Il paese dei mulini a vento da Isabella Gavazzi

 

Un grazie a Isabella per condividere con noi la sua testimonianza di un campo con SCI Italia.

 

 

A Son Servera, a tarda sera, l’unico rumore era quello degli addobbi per la festa patronale. In ogni via, stretta, con case dai colori della terra e dalla storia centenaria, erano appesi festoni di carta bianca; al minimo vento il fruscio della velina mossa accompagnava il tragitto. È un paese dalla terra rossa e dal mare blu, incastonato tra acqua e collina. Come vedette, nella parte alta del paese, due o tre mulini a vento dal tetto a punta controllano gli abitanti. Sotto le loro pale, ormai in disuso, la sensazione era quella di avere quella piccola fetta di mondo ai piedi: le vie in pendenza si districavano in curve, discese e piazzette. Case vecchie, case basse, case abbandonate e ristrutturate; gialle, ocra, rosse, bianco sporco, e poi alberi di limone, glicini, aranceti, galline e polli. Tutto questo con un vento salino costante, che ti si infilava nei capelli, facendoti sentire vivo.

 

 

Abbiamo passato l’ultimo pomeriggio di campo sotto un mulino a vento, dopo aver terminato il lavoro. Ci siamo seduti su una vecchia macina in pietra e osservato, in silenzio, il panorama. Eravamo partiti come un gruppo di nove estranei provenienti da mezza Europa, ognuno con la propria lingua e il suo bagaglio culturale e con una sua personale motivazione a intraprendere questa esperienza. Nove vite diverse che si sono incontrate per caso in un paesino nella zona meno turistica di Mallorca, un’isola conosciuta solo per quello. Abbiamo parlato del futuro, di quello che avremo fatto e di ciò che avevamo appena concluso.

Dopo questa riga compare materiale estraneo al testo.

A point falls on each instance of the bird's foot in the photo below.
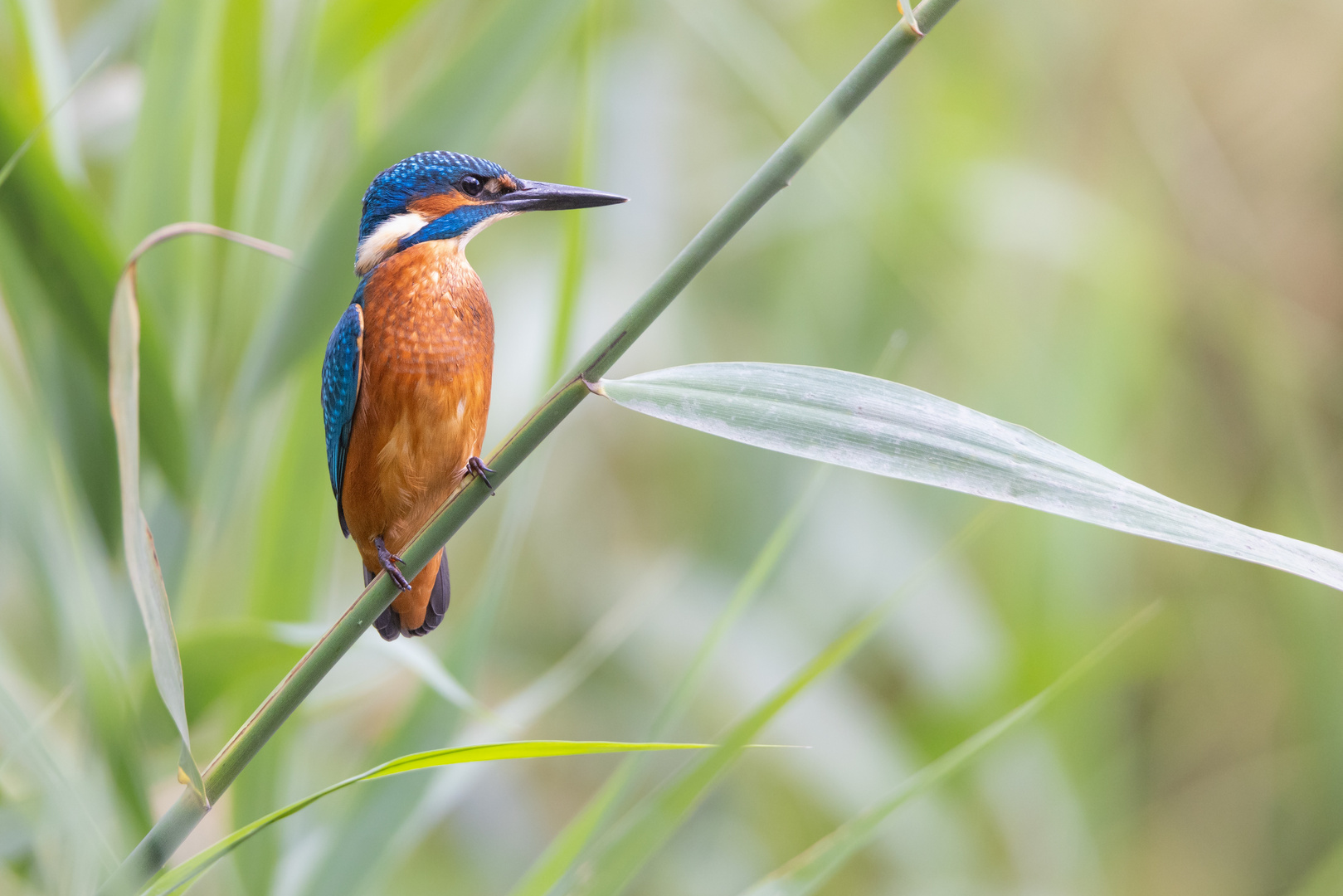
(479, 468)
(390, 562)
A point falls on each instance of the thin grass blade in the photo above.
(184, 874)
(653, 821)
(884, 427)
(814, 867)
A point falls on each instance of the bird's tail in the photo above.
(423, 605)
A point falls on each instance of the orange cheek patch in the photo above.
(440, 204)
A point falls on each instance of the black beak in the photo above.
(538, 195)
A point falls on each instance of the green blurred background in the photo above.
(1119, 225)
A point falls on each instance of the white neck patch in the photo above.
(386, 236)
(383, 241)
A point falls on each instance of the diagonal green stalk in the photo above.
(182, 817)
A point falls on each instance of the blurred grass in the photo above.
(1123, 236)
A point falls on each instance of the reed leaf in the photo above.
(653, 821)
(173, 826)
(895, 430)
(184, 874)
(813, 868)
(141, 561)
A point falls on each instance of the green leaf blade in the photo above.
(895, 430)
(184, 874)
(811, 868)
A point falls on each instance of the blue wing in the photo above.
(340, 390)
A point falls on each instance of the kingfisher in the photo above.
(406, 381)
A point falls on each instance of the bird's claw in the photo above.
(390, 562)
(477, 466)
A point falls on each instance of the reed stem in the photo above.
(173, 829)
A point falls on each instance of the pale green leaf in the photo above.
(182, 874)
(141, 561)
(653, 821)
(895, 430)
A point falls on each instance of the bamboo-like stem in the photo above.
(169, 832)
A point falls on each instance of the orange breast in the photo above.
(425, 392)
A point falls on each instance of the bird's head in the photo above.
(446, 195)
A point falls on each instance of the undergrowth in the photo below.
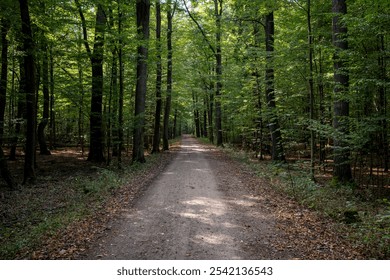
(364, 220)
(40, 216)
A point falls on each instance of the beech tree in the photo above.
(96, 57)
(29, 88)
(342, 166)
(143, 14)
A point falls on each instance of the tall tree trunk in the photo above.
(5, 25)
(21, 114)
(121, 88)
(218, 57)
(311, 88)
(96, 118)
(52, 114)
(157, 120)
(342, 167)
(29, 69)
(4, 171)
(383, 102)
(143, 13)
(276, 136)
(96, 57)
(46, 102)
(196, 114)
(167, 110)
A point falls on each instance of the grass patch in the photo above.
(35, 213)
(363, 219)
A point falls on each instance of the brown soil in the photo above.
(206, 206)
(193, 203)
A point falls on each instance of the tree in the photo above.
(143, 14)
(168, 100)
(4, 171)
(4, 25)
(342, 166)
(96, 58)
(276, 137)
(29, 87)
(157, 120)
(46, 102)
(216, 50)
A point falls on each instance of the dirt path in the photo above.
(204, 206)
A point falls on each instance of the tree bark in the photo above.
(5, 25)
(157, 120)
(168, 99)
(4, 171)
(46, 102)
(29, 69)
(342, 167)
(276, 136)
(218, 58)
(311, 88)
(96, 118)
(96, 57)
(121, 88)
(143, 13)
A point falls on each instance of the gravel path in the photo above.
(205, 206)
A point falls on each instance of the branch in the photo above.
(85, 35)
(199, 27)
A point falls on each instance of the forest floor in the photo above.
(194, 202)
(206, 206)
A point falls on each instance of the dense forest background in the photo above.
(286, 80)
(302, 79)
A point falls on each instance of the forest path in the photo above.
(205, 206)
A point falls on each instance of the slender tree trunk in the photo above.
(383, 102)
(311, 88)
(4, 171)
(96, 118)
(196, 114)
(46, 102)
(157, 117)
(276, 137)
(52, 110)
(29, 69)
(121, 88)
(21, 114)
(5, 25)
(96, 58)
(342, 167)
(218, 57)
(143, 13)
(167, 110)
(174, 133)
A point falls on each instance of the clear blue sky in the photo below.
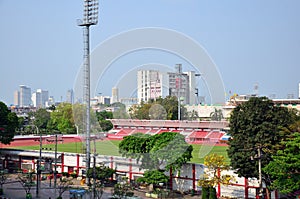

Il lavoro giornaliero era stancante, questo è vero, ma si trattava di una sensazione positiva. Dalle sette di mattina alle dodici sotto il sole a pulire rovine del neolitico con guanti, potatrici e rastrelli. Nessun rumore dell’uomo, solo noi che tagliavamo fasci d’erba e cantavamo canzoni. Tutti di paesi lontani, con diverse lingue eppure in armonia. Due settimane iniziate da estranei e finite da amici, solo forse con qualche callo sulle mani e la pelle abbronzata. Sorrisi prima sconosciuti e poi familiari, ritmi e abitudini che si assomigliavano giorno dopo giorno.

Dopo la mattina nel sito archeologico si tornava a casa, dove passavamo altre due ore a pulire reperti archeologici con acqua e spazzolini. Un momento sereno, per riprendersi dal sole della mattina. Ridere, scherzare, pianificare cosa avremmo fatto nel pomeriggio. Il resto della giornata era libero e noi lo passavamo insieme ad esplorare il paese e l’entroterra con mezzi di fortuna, oppure a chiacchierare di storia con la guida del paese, che ci ha fatto sentire a casa in un posto in cui nessuno parlava inglese.

 

Eravamo in una bolla tutta nostra, dove non importava cosa avessimo fatto prima o quello che saremo tornati a fare dopo, contava l’oggi, ora dopo ora, vissuta senza pretese. L’importante era godersi il presente, e così è stato.

Due settimane di poche ore di sonno e parecchi graffi su bracci a e gambe, oltre che di una simpatica puntura di vespa su una mano.

Due settimane di qualche piccola incomprensione, come i turni per la doccia o i ritardatari a colazione, tutto risolto in frasi con un inglese maccheronico e risate.

Due settimane di esperienze nuove, di creazione di legami, di nascita di nuove amicizie.

Due settimane finite al terminal dell’aeroporto di Palma, abbracciati, a riprometterci che quello sarebbe stato solo un arrivederci.